« Impression, soleil levant » : dans ce tableau, devenu mythique, c’est une vue sur le port du Havre que Monet a représenté. Le nom de cette œuvre dénigrée par un critique d’alors donnera naissance au terme Impressionniste. Terme qui accompagnera un courant pictural qui viendra bouleverser les fondamentaux de l’histoire de l’art et dont la renommée deviendra mondiale. Pour les Impressionnistes, il s’agit de retranscrire la singularité des instants capturés, de figurer les impressions de réalité dans ce qu’elles portent en elles d’imprécis et de flou.
En cela, Cracovie est une ville éminemment impressionniste. Il y règne une atmosphère « embuée ». Une atmosphère particulière où les tons pastel des façades des bâtiments anciens se conjuguent à la « mgła » (brouillard) très fréquente, voire quotidienne, qui envahit les rues, se blottit dans le lit de la Wisła. À l’époque où le charbon servait à chauffer les habitations, visuellement cette impression était d’autant plus dense et opaque. Cette atmosphère feutrée nourrit l’âme de la ville, le cœur des gens.
Balades artistiques
De Wyspiański à Czesław Miłość, pour ne citer qu’eux, nombre d’artistes sensibles à cette atmosphère unique se sont installés à Cracovie. Baudelaire se serait plu à ressentir le « spleen cracovien », c’est certain. Cracovie se devine sur l’air de la « Bardzo smutna piosenka retro » (« Chanson rétro très triste ») balade chantée par l’emblématique groupe Cracovien Pod budą.
Que la lumière soit
Le jour tombe vite à Cracovie. Avec le passage à l’heure d’hiver, à partir de 15 heures, il commence à faire sombre déjà. Moi qui, je l’avoue, ne suis pas habituée à un rythme diurne si resserré, j’ai machinalement recours au : « Dobry wieczór » (bonsoir) à l’heure où en France les enfants n’en sont qu’au goûter. Les Cracoviens continuent d’utiliser le « Dzień dobry » (bonjour) jusqu’à une heure tardive.
La lumière est embuée, opaque. Le « smog » participe à envelopper la ville d’une épaisseur poudrée.
Par ailleurs, de nombreux bars ne laissent entrer que peu de lumière directe. Certains, et il ne sont pas rares, dont le fameux Stary Port près de l’Université Jagellon, occupent les sous-sol… Dans le quartier Kazimierz on allume les bougies posées sur les tables dès la fin d’après-midi. Atmosphère toujours et encore…

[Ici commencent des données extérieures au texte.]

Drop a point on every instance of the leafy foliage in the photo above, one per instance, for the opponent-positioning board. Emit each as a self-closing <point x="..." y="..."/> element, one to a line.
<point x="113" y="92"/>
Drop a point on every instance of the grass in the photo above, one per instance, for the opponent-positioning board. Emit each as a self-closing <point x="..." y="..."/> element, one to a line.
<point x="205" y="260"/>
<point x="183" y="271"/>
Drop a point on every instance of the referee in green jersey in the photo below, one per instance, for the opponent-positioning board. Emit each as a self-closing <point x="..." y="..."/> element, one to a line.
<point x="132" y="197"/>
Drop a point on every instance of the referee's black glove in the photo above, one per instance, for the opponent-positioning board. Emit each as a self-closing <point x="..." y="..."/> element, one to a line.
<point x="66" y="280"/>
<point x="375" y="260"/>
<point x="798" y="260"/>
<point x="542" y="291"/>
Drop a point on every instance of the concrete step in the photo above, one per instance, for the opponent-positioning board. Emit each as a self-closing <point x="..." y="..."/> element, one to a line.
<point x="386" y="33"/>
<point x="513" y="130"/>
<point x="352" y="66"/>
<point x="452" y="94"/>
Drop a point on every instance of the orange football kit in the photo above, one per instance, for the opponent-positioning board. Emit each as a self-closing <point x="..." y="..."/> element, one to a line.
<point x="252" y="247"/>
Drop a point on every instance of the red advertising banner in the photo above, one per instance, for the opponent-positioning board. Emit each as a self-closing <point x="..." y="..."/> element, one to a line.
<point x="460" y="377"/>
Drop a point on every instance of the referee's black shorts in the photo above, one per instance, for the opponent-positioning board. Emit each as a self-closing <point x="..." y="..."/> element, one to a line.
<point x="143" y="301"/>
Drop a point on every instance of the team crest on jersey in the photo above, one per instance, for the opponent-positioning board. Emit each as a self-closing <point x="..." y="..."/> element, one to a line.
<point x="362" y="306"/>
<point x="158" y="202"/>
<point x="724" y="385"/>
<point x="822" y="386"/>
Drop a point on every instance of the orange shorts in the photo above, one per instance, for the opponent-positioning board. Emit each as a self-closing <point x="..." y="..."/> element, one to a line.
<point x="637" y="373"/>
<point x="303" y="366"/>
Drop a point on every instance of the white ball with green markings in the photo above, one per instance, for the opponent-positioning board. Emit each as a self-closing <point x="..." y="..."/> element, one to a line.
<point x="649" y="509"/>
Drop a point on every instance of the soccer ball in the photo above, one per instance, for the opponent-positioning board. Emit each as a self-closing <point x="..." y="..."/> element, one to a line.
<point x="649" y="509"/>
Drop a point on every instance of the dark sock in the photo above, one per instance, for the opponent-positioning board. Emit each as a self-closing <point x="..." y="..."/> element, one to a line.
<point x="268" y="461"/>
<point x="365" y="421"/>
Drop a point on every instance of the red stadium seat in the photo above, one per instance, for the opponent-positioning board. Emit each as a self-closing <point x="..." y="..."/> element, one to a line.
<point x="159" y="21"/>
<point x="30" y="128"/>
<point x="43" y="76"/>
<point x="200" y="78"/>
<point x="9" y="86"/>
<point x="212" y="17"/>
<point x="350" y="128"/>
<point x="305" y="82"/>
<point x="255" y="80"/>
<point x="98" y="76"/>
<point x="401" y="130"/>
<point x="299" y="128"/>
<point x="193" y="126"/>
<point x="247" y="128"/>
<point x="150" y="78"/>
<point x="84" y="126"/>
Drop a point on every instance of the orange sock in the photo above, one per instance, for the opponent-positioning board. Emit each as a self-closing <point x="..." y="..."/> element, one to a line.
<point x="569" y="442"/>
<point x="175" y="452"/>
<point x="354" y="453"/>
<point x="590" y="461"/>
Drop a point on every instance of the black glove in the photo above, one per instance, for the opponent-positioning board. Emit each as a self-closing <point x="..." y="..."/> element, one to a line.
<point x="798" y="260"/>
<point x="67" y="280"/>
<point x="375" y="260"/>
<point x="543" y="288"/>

Une douceur de vivre l’âme slave
Certes, la ville bat son plein. À prendre son pouls, on constate que comme toute métropole, Cracovie porte son flot de passagers journaliers et ce, densément aux heures de pointe. L’électricité dans l’air se fait alors sentir. Les gens se pressent. Les grands axes sont d’autant plus encombrés, que les trottoirs sont étroits. Il n’en reste pas moins que si l’on prenait la tension de la ville étalée dans le temps, d’une journée, d’une saison, d’une année, la moyenne de cette tension serait plutôt basse. Il est d’ailleurs à noter que les flashs météo de la radio locale indiquent les fluctuations du baromètre (preuve de l'importance de la pression atmosphérique).

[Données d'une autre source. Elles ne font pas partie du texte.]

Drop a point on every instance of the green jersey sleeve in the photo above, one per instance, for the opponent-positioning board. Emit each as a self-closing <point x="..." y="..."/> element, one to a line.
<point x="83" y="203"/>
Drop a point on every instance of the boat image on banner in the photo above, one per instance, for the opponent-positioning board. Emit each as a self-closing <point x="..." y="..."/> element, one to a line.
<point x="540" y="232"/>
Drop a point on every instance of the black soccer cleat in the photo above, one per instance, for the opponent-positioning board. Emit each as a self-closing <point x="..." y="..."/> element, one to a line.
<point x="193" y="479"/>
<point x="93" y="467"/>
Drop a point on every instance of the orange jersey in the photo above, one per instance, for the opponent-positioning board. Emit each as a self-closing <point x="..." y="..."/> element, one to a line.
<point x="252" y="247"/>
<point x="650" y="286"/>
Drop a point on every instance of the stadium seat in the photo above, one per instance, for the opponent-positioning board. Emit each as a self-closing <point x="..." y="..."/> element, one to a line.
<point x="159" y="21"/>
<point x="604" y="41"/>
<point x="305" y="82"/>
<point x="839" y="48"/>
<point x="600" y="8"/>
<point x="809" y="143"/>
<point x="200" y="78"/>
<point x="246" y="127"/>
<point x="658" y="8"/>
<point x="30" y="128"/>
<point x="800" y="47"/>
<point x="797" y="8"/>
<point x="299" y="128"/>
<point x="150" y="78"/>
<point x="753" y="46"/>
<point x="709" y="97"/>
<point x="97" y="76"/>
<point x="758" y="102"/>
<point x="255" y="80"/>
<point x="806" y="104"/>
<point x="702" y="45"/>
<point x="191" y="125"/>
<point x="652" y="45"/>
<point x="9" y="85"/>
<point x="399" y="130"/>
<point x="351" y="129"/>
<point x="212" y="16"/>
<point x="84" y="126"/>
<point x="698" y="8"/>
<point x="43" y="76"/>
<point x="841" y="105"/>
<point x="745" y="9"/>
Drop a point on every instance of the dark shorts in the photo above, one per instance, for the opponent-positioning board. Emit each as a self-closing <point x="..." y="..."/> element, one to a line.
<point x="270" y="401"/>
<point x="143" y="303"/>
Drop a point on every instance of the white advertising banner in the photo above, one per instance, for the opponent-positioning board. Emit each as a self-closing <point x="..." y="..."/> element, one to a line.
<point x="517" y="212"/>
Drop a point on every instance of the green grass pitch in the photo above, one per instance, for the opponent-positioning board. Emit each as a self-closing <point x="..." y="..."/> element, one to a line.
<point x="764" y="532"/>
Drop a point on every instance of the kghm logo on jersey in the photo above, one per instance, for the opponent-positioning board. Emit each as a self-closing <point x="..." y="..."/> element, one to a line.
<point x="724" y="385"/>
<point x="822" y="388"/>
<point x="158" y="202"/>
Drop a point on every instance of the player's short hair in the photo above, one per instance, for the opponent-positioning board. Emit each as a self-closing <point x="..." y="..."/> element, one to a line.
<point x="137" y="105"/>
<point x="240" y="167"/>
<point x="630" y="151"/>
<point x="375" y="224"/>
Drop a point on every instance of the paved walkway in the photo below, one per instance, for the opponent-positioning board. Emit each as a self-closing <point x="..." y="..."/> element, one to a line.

Cracovie, comme toute autre ville ancienne, porte en elle la somme des traditions passées en héritage. Une longue histoire d’influences, citons rapidement les cultures galicienne et ottomane, qui sautent aux yeux à qui sait les reconnaître mais réservons cela à plus tard, à une autre fois.
L’âme slave est fière. Fière, mais accompagnée du souci de l’autre. L’esprit du temps de la « Komuna » a sans doute participé à resserrer des liens de solidarité entre amis, entre voisins, en les pimentant d’une pointe de cynisme, ajouterai-je. Toujours est-il qu’aujourd’hui comme hier les gens ont plaisir à se rencontrer, à discuter autour d’un verre. Les cafés, les restaurants, les terrasses surtout lorsqu’elles sont chauffées, ne désemplissent pas.